Though you wouldn't think so from media coverage of the decision by the Brighton TUC to consider the practicalities of calling a general strike, it is a British invention and one that has been successfully exported all over the world.
Just as Britain was the first industrial capitalist power from the late 18th century, so workers began to organise and find ways of trying to make sure that the rise of the market did not mean limitless exploitation.
There was a general strike in Scotland as early as 1820 but the popularisation of the idea is generally credited to the Chartist activist William Benbow.
His pamphlet outlining plans for a Grand National Holiday appeared in the early 1830s, but Benbow, by that time a veteran activist, had been pondering and discussing the ideas involved for many years before that.
The broad point was that all labour should cease until capitalism called it a day.

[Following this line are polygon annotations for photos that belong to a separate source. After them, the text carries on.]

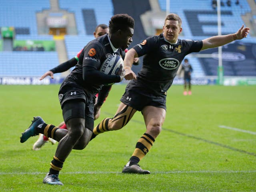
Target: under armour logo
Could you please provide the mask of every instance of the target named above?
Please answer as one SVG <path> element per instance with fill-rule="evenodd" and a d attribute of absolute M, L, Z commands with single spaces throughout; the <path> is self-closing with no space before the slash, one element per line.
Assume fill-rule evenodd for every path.
<path fill-rule="evenodd" d="M 132 98 L 130 97 L 126 97 L 126 100 L 128 100 L 128 101 L 130 101 L 132 99 Z"/>

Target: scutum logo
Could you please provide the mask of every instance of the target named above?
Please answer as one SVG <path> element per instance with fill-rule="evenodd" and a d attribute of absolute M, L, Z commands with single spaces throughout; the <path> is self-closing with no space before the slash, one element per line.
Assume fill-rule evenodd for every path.
<path fill-rule="evenodd" d="M 179 61 L 174 58 L 166 58 L 159 61 L 160 66 L 168 70 L 176 69 L 179 66 Z"/>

But ideas and practical strategies are often not quite the same thing, so when the Chartists adopted Benbow's plan in August 1838 there was an attempt to limit a national strike to a week.
It didn't work, but the strategy of a general withdrawal of labour remained firmly in place, something to be used occasionally if other things had failed, although still less forceful than the armed rising which the Chartists tried in 1839.

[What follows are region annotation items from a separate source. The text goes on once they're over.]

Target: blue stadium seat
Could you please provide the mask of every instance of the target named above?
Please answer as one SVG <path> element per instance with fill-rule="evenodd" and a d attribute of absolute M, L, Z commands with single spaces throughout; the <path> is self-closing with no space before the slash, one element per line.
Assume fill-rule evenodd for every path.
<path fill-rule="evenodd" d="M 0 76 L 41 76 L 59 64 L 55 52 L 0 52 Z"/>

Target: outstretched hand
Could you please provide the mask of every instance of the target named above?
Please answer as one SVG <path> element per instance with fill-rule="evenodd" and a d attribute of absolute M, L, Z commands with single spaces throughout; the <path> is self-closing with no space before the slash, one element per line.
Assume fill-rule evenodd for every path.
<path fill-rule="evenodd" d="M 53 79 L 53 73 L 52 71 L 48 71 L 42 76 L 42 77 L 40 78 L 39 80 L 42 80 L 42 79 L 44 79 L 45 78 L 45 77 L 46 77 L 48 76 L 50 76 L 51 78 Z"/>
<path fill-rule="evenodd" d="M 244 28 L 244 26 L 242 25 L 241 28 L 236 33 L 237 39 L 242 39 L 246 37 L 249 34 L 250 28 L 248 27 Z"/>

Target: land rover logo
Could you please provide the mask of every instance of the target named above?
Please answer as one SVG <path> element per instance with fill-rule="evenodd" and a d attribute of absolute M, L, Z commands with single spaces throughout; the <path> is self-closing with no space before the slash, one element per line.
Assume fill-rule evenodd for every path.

The next general strike was in 1842, and it was probably the biggest anywhere in the world in the 19th century.
Historians have sometimes called it the plug plot because the essential method of prosecuting the strike was for groups of strikers - flying pickets - to go from factory to factory pulling the plugs from the boilers that provided industrial power, and so causing production to stop.
The strike against wage reductions had its impact but remained confined to the industrial north.
With the rise of organised trade unions and the TUC itself from 1868, the responsibility for calling a general strike shifted from below - the 1838 and 1842 strikes originated from the grassroots - to the labour movement leadership after due discussion and democratic decision.
There were still huge - sometimes termed mass - strikes, particularly in the period just before the first world war, but the next official general strike in Britain was in 1926.
Its history, if perhaps not that well known now to many, can easily be checked in books or on the web.
As in 1842, it was a defensive affair designed to stop employers' attacks, and it failed.
The media will no doubt dwell on that point and argue that this must mean that all attempts at a general strike end in failure, but historically there is little evidence for that.
The next time the TUC called a general strike was in 1972 over the jailing of five dockers in Pentonville.
The strike was set for July 31 1972. On July 28 1972, a mysterious government officer, the official solicitor, appeared and the dockers were released.
The general strike was successful without actually having to take place, although many thousands of workers had walked out in the meantime.
The idea of the co-ordinated political general strike - such as the days of action over the NHS in the 1980s which also fulfilled that criteria - was a particular focus of Tory anti-union legislation in the Thatcher years.
A central aim was to prevent co-ordinated action beyond narrow industrial objectives.
This point is of interest not only because its spectre still haunts our rulers, but also because it tells us that the British labour movement - often characterised as grey, dull and moderate - has some other traditions as well.
So will the people of Britain be pushed toward a general strike this year?